Konu bizdeki mevzulara çok yakın aslında. Türk Edebiyatında da taşraya atanan öğretmenin, doktorun, kaymakamın hikayesini defalarca okumuşuzdur. Yani bu mevzulara Kanada'da, Norveç'te vesaire rastlayamıyoruz haliyle. Ben Bulgakov'da da bizde olandan daha farklısını pek göremedim. Belki de Anadolu kırsalıyla Rus kırsalı birbirine benziyor. Belki de "sen vatanın şu noktasına çalışmaya gideceksin, lamı cimi yok" anlayışı bizde olduğu gibi Ruslarda da var. O kadarını bilmiyorum. Kitapta gözlemleyebildiğim tek fark Bulgakov'un bütün o köylü cehaleti, imkansızlıklar vesaire üzerine konuşmanın yanı sıra başkarakterinin kişisel korkularına, benlik sorgulamalarına da yoğunlaşması. Çok ufak görünen mesleki korkuların aslında onları yaşayan için ne kadar devasa şeyler olduğunu son derece başarılı bir yoğunlukla gösterebilmiş olması. Genç doktorun her gün "ya bu gün bir ters doğum vakası gelirse" korkusuyla uyanması beni gayet etkiledi doğrusu.
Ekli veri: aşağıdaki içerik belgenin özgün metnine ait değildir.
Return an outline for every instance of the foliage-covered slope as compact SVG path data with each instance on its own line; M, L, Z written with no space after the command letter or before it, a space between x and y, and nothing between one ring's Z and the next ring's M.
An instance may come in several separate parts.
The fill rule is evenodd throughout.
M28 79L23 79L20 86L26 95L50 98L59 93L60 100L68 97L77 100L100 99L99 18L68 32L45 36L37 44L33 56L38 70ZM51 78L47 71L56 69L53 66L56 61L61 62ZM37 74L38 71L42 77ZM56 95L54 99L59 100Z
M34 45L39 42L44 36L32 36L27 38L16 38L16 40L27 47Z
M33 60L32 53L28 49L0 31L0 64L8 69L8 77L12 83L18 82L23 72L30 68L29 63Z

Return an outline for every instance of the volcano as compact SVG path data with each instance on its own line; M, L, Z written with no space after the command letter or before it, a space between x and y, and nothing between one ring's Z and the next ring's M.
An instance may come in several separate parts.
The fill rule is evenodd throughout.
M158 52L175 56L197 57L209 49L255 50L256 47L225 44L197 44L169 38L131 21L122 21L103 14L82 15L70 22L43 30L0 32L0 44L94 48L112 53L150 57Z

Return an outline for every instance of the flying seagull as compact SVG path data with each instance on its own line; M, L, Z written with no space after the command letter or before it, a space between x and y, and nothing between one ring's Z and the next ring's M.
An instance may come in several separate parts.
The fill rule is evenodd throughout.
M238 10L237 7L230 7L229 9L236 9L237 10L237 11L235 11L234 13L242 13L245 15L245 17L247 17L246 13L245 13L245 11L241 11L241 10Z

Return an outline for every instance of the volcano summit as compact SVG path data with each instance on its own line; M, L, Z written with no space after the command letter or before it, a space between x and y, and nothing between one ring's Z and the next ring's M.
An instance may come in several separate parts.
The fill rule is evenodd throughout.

Bir de kar kış kıyamet atmosferi içinde binbir zorlukla görev yapmış köy enstitüsü mezunları, çiçeği burnunda tıbbiyelilerin hikayelerini de bildiğimiz için eseri bir yakınlık duygusuyla okuyabiliyoruz. Hatta aklımıza aşağıda görüleceği üzere birtakım komiklikler bile getirebiliyor. 


Bulgakov'un kendisi de köy doktorluğu yapmış. Anılarını birebir bu kitaba aktarıp aktarmamış olduğunu bilmiyorum ama illa ki gerçeklikle büyük ölçüde bağı vardır kitabın. Kitabın her bir bölümü hem birbirinden bağımsız bir biçimde okunabilecek öyküler niteliğinde hem de bir araya geldiklerinde başı sonu belli bir roman olmasa da iyi bir hatırat oluşturur nitelikte. Doktorun kendisine gelen her hastada önce korkup panik yaşaması sonra da işin içinden başarıyla sıyrılması durumu kendini çok tekrar edip okuyucuyu sıksa da yazarın  ameliyatları anlatırken kullandığı dil ve tasvir gücü kitabı okunabilecek bir hale sokuyor. 

Çevirisi gayet başarılı. Göze batan bir dil sorunu taşımıyor. Kesinlikle okunması gereken bir kitap olarak görmüyorum bunu ama okunduğu takdirde de asla pişmanlık duyulacak bir eser değil. Okura başlığında vaat ettiğini sunan, fazlasına karışmayan, birazcık Rus devrimi atmosferi tattıran, kısa sürede biten, makul bir kitap.